A un año de la intentona que se diera el 30 de septiembre de 2010 en el Ecuador, cabe la reflexión acerca de la relación opuesta que existe entre democracia y gobiernos surgidos de alguna forma de imposición por la fuerza.
Una democracia plena exige, según la filosofía política, una doble legitimidad: la de origen y la de ejercicio. La primera tiene que ver con que haya surgido de elecciones libres, desde la legitimidad ciudadana. La segunda, que lo realizado por el gobierno exprese la voluntad mayoritaria y -sobre todo- que responda al bienestar de las mayorías sociales.
Con una sola de estas dos condiciones, no se cumple plenamente la democracia. No basta solo con haber surgido de elecciones limpias, hay luego que hacer gobiernos con representatividad popular. Pero si se inició un gobierno ilegítimamente, ya se da un escollo insalvable para cualquier posibilidad democrática.
En nuestros países sudamericanos hay gobiernos que hoy cumplen (tendencialmente, ello nunca puede ser 100%) las dos condiciones. Y es ello lo que seguramente asumió la Unasur cuando actuó, en septiembre de 2010, con una velocidad y eficacia sanamente sorprendentes.

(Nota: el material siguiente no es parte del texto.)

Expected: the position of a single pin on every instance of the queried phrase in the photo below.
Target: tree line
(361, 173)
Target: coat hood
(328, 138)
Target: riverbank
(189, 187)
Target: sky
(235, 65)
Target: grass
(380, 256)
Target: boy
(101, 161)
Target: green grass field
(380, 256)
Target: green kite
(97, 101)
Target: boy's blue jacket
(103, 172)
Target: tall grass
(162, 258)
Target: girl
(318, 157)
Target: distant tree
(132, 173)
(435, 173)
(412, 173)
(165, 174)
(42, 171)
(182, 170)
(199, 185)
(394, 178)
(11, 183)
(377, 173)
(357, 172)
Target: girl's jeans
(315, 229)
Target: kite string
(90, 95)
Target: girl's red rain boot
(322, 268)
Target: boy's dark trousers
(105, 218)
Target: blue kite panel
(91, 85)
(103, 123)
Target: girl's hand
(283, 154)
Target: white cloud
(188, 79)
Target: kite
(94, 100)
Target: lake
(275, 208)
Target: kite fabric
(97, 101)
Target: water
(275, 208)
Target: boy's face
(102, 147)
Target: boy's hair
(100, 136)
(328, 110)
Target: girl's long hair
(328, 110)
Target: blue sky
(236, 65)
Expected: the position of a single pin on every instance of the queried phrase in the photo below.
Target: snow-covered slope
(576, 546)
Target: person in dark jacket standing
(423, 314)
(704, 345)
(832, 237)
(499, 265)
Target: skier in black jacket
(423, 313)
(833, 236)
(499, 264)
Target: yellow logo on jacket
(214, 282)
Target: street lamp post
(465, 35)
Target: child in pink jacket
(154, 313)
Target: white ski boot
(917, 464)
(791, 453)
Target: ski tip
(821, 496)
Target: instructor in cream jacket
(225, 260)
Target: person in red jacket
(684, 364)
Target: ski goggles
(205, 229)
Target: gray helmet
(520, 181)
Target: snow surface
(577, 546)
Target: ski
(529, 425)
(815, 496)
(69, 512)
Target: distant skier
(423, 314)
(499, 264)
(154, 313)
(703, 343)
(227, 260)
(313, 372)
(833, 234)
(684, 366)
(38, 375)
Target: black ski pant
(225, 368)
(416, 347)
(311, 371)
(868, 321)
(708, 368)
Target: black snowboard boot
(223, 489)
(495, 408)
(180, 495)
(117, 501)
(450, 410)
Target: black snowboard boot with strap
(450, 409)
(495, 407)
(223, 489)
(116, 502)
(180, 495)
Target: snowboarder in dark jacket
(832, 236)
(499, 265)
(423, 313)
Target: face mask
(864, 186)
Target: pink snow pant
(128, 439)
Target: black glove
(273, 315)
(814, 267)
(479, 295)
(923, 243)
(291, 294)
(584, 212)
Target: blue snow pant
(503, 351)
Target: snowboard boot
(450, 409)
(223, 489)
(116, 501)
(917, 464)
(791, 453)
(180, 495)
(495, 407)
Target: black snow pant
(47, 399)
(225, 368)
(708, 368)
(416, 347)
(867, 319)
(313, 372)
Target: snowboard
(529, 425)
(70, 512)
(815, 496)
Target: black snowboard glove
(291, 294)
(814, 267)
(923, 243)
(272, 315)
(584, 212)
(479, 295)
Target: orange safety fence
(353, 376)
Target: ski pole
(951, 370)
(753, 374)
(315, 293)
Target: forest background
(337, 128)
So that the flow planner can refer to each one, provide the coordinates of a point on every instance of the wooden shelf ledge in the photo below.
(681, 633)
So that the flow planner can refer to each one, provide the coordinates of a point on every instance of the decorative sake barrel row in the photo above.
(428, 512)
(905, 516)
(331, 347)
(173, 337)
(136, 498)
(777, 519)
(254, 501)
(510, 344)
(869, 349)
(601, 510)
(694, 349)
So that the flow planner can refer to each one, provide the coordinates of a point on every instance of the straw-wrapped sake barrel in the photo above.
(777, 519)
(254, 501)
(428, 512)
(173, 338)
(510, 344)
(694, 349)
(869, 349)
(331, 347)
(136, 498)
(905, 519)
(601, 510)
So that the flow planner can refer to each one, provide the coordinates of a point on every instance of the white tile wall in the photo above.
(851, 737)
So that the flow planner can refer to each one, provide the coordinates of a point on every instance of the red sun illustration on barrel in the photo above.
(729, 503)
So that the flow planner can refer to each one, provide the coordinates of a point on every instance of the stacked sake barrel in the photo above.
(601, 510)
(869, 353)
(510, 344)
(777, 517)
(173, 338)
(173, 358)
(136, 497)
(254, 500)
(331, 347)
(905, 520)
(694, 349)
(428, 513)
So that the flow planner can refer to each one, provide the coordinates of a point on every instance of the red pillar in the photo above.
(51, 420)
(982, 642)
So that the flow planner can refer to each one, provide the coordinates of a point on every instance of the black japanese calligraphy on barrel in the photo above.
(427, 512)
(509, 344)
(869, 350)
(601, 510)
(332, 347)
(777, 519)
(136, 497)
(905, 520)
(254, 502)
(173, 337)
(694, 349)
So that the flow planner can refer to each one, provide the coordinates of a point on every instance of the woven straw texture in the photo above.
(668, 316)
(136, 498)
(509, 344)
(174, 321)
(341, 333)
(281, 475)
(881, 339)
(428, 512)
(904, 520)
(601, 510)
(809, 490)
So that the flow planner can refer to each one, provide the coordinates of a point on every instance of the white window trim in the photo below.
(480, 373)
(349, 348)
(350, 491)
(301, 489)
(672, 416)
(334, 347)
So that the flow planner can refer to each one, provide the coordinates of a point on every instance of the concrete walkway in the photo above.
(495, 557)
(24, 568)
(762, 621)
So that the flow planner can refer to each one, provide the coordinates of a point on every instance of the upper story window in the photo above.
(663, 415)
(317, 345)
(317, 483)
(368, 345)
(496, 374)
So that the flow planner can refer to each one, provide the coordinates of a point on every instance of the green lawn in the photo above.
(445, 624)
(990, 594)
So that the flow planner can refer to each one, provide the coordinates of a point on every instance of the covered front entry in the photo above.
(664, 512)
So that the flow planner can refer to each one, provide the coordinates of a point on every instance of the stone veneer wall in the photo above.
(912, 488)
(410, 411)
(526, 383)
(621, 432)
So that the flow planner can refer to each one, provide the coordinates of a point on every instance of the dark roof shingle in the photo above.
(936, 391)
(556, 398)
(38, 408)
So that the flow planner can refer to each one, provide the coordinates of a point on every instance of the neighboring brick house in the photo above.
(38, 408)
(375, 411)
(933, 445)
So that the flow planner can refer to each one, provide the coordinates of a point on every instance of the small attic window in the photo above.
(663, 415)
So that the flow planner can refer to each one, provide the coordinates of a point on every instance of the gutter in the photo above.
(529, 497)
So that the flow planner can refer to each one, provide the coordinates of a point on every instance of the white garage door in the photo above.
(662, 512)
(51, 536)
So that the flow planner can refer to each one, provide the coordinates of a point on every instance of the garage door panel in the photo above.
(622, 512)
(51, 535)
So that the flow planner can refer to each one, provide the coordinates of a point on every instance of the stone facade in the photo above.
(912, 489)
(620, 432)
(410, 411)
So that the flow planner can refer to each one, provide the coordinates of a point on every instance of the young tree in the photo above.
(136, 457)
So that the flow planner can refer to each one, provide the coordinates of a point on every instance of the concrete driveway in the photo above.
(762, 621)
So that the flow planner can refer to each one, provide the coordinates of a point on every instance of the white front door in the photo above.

En la mañana se daba la asonada policial, en la tarde ya estaban reunidos los presidentes sudamericanos en Buenos Aires. No se recuerda una acción tan rápida en ninguna ocasión anterior. Y las decisiones fueron claras: un gobierno que no fuera legítimo no sería reconocido por sus pares sudamericanos, que llegarían a cortar el comercio con el país en que se diera la transgresión, así como incluso los vuelos comerciales y los intercambios diplomáticos.
Sin dudas que la intervención de Unasur para salvaguardar la democracia en la región fue, entonces, de enorme importancia. Y fue una muestra más de que un organismo de los sudamericanos por sí mismos es mucho más útil que aquella vieja burocracia de la OEA, que rara vez ha asumido nuestros propios intereses.